Income can be held to accrue or arise to an assessee only when the assessee obtains a right to receive that income. No amount can be said to accrue unless it is actually due.
Accrue means “to fall as natural growth or increment, to come as an accretion or advantage” and arise means “to spring up, to come into existence” according to Oxford dictionary. It has been held that these two expressions—accrue and arise—are for all purposes synonymous. Jiwan Dass v. Commissioner of Income Tax, Lahore. [A.I.R. (1929) L4H 609].
Income accrues or arises at a place where the origin or source of growth of income is situated.
As regards salaries, income accrues or arises in India if it is earned in India.

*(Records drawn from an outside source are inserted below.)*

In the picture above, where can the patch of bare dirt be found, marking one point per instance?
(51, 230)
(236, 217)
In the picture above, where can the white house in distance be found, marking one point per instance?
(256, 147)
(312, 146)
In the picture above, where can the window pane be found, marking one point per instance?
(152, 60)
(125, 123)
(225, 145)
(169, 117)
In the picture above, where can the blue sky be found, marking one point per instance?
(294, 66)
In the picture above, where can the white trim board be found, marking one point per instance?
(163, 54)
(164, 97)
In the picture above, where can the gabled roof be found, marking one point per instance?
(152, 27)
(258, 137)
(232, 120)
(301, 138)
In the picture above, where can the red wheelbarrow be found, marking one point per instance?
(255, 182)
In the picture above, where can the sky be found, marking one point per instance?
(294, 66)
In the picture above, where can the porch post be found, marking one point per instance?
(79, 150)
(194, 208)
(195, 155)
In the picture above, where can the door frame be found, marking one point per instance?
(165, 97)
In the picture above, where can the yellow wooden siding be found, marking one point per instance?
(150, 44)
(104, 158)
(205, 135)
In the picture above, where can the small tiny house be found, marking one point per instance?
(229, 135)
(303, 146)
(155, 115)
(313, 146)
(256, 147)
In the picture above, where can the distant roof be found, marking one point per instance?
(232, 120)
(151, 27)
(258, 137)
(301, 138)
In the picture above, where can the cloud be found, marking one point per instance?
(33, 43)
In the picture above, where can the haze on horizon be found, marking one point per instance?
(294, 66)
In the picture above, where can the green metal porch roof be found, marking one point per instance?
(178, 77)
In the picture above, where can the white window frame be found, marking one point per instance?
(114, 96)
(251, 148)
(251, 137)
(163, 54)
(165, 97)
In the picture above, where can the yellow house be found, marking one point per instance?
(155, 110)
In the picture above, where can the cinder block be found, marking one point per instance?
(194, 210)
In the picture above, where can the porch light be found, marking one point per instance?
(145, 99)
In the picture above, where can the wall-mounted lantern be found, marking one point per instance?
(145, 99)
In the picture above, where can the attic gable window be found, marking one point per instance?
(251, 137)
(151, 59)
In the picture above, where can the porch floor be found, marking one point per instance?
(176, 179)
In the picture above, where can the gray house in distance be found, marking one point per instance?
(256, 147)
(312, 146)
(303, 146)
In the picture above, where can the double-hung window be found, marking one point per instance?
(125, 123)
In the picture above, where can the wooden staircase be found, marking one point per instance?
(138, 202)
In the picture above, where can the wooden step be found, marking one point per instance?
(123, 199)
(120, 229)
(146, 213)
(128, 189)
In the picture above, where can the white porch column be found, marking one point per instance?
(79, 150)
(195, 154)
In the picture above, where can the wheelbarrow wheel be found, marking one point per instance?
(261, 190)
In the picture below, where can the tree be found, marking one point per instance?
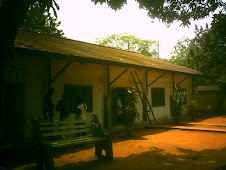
(129, 42)
(41, 21)
(180, 54)
(13, 13)
(206, 52)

(i) Income accrues or arises to a person, who is entitled to demand and receive the income.
(ii) Income accrues or arises at a time or date when it ripens into a debt, i.e., at that moment when assessee acquires a right to receive it.
(iii) In the case of salaried employees, the salary is earned in India if the person renders services in India. Income earned in India obviously arises in India.
(iv) In case of dealer of goods, if the purchases and sales of goods take place in India, the profits out of such sales arise in India.
(v) Profit from such transaction where goods are manufactured outside India but are sold in India will be split up into manufacturing profits and only mercantile profits, i.e., accruing from sale transaction will be income arising in India.